Calling this function runs forward kinematics and computes collision-pair distances, if applicable.

Parameters:

q (Optional[ndarray]) – New configuration vector.

Return type:

None

Task formalism

The task function approach followed in Pink, and many works before it, was originally formalized by Samson, Espiau and Le Borgne in [Samson1991].

In Pink, all kinematic tasks derive from the Task base class.

The formalism used in the library is written down in this note on task-based inverse kinematics. As of February 2022, it hasn’t been updated with the proper dimensional analysis, but the core concepts and notations are there.

class pink.tasks.task.Task(cost=None, gain=1.0, lm_damping=0.0)

Abstract base class for kinematic tasks.

cost

cost vector with the same dimension as the error of the task. Its units depends on the error as well.

gain

Task gain \(\alpha \in [0, 1]\) for additional low-pass filtering. Defaults to 1.0 (no filtering) for dead-beat control.

lm_damping

Unitless scale of the Levenberg-Marquardt (only when the error is large) regularization term, which helps when targets are unfeasible. Increase this value if the task is too jerky under unfeasible targets, but beware that a larger damping slows down the task.

abstractmethod compute_error(configuration)

Compute the task error function.

The error function \(e(q) \in \mathbb{R}^{k}\) is the quantity that the task aims to drive to zero (\(k\) is the dimension of the task). It appears in the first-order task dynamics:

\[J(q) \Delta q = -\alpha e(q)\]

The Jacobian matrix \(J(q) \in \mathbb{R}^{k \times n_v}\), with \(n_v\) the dimension of the robot’s tangent space, is the derivative of the task error \(e(q)\) with respect to the configuration \(q \in \mathbb{R}^{n_q}\). This Jacobian is implemented in Task.compute_jacobian(). Finally, the configuration displacement \(\Delta q\) is the output of inverse kinematics.

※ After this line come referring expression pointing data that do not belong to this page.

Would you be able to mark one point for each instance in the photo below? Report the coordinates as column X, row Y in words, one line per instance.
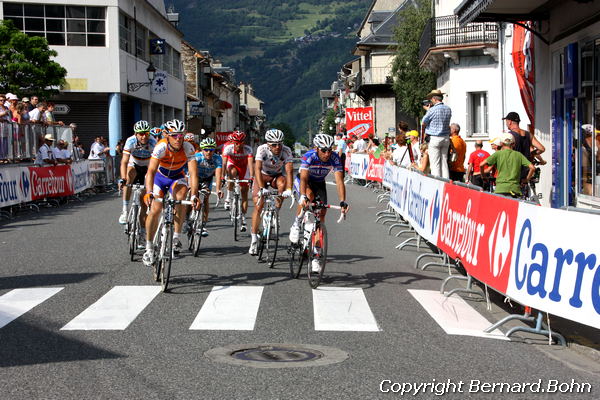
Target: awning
column 502, row 10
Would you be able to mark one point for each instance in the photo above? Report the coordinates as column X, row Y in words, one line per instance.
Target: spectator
column 458, row 149
column 45, row 154
column 49, row 115
column 473, row 171
column 436, row 124
column 98, row 150
column 37, row 115
column 33, row 103
column 509, row 163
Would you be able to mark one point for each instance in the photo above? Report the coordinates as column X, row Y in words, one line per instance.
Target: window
column 478, row 114
column 59, row 24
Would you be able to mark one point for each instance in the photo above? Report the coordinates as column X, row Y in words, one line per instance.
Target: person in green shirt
column 508, row 162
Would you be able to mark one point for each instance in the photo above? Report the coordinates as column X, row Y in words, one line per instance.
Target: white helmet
column 323, row 140
column 274, row 136
column 141, row 126
column 175, row 126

In the first-order task dynamics, the error \(e(q)\) is multiplied by the task gain \(\alpha \in [0, 1]\). This gain can be one for dead-beat control (i.e. converge as fast as possible, but might be unstable as it neglects our first-order approximation), but it can also be lower a slower task (similar to low-pass filtering).

Parameters:

configuration (Configuration) – Robot configuration \(q\).

Return type:

ndarray

Returns:

Task error vector \(e(q)\).

abstractmethod compute_jacobian(configuration)

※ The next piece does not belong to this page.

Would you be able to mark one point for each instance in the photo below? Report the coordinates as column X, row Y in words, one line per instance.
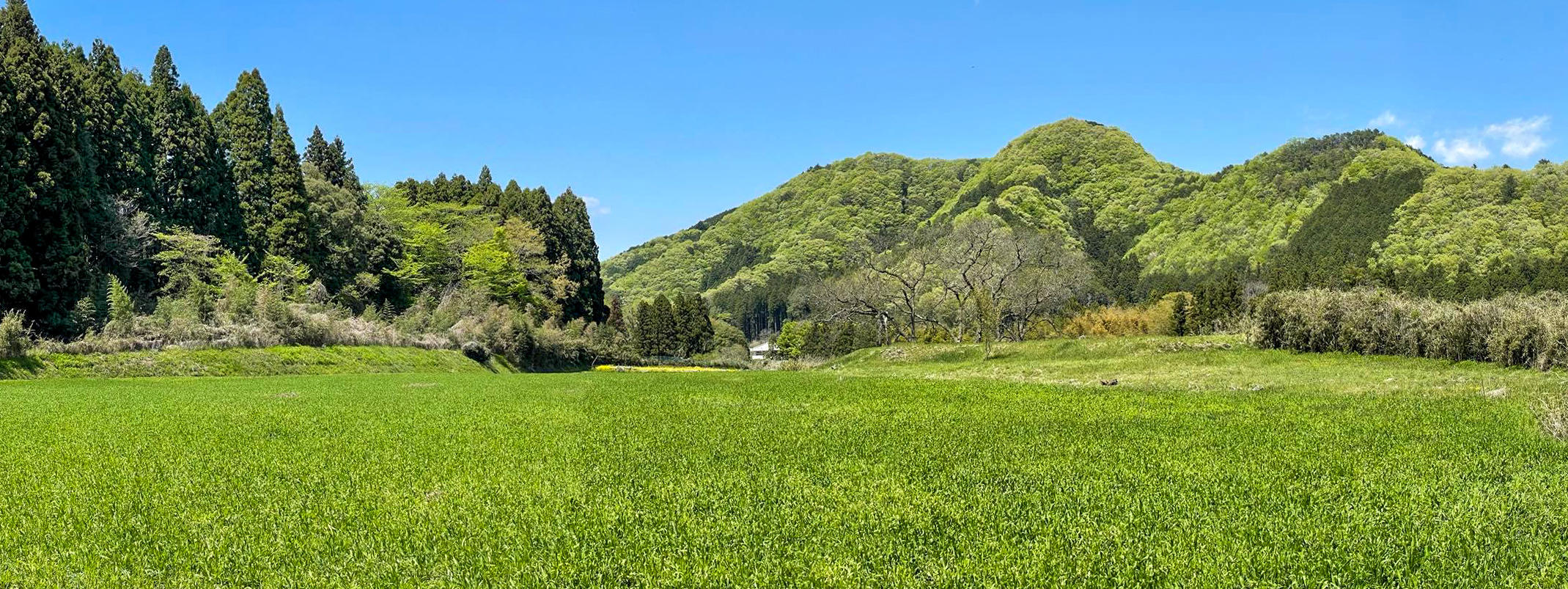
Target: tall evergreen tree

Compute the task Jacobian at a given configuration.

The task Jacobian \(J(q) \in \mathbb{R}^{k \times n_v}\) is the first-order derivative of the error \(e(q) \in \mathbb{R}^{k}\) that defines the task, with \(k\) the dimension of the task and \(n_v\) the dimension of the robot’s tangent space.

Parameters:

configuration (Configuration) – Robot configuration \(q\).

Return type:

ndarray

Returns:

Task Jacobian \(J(q)\).

compute_qp_objective(configuration)

Compute the matrix-vector pair \((H, c)\) of the QP objective.

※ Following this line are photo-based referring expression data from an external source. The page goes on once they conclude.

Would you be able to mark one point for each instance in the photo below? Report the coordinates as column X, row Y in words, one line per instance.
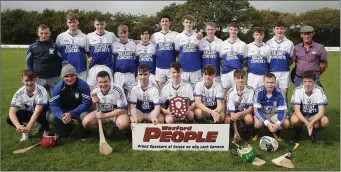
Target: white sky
column 151, row 7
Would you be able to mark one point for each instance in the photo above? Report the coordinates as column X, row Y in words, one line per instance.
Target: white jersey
column 165, row 48
column 39, row 97
column 239, row 103
column 100, row 48
column 309, row 103
column 114, row 99
column 145, row 54
column 74, row 48
column 258, row 58
column 209, row 96
column 281, row 54
column 210, row 52
column 124, row 56
column 232, row 55
column 168, row 92
column 145, row 100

This pair is such that the contribution of the task to the QP objective of the IK is:

\[\| J \Delta q + \alpha e \|_{W}^2 = \frac{1}{2} \Delta q^T H \Delta q + c^T q\]

The weight matrix \(W \in \mathbb{R}^{k \times k}\) weighs and normalizes task coordinates to the same unit. The unit of the overall contribution is [cost]^2. The configuration displacement \(\Delta q\) is the output of inverse kinematics (we divide it by \(\Delta t\) to get a commanded velocity).

Parameters:

configuration (Configuration) – Robot configuration \(q\).

Return type:

Tuple[ndarray, ndarray]

Returns:

Pair \((H(q), c(q))\) of Hessian matrix and linear vector of the QP objective.

See also

Levenberg-Marquardt damping is described in [Sugihara2011]. The dimensional analysis in this class is our own.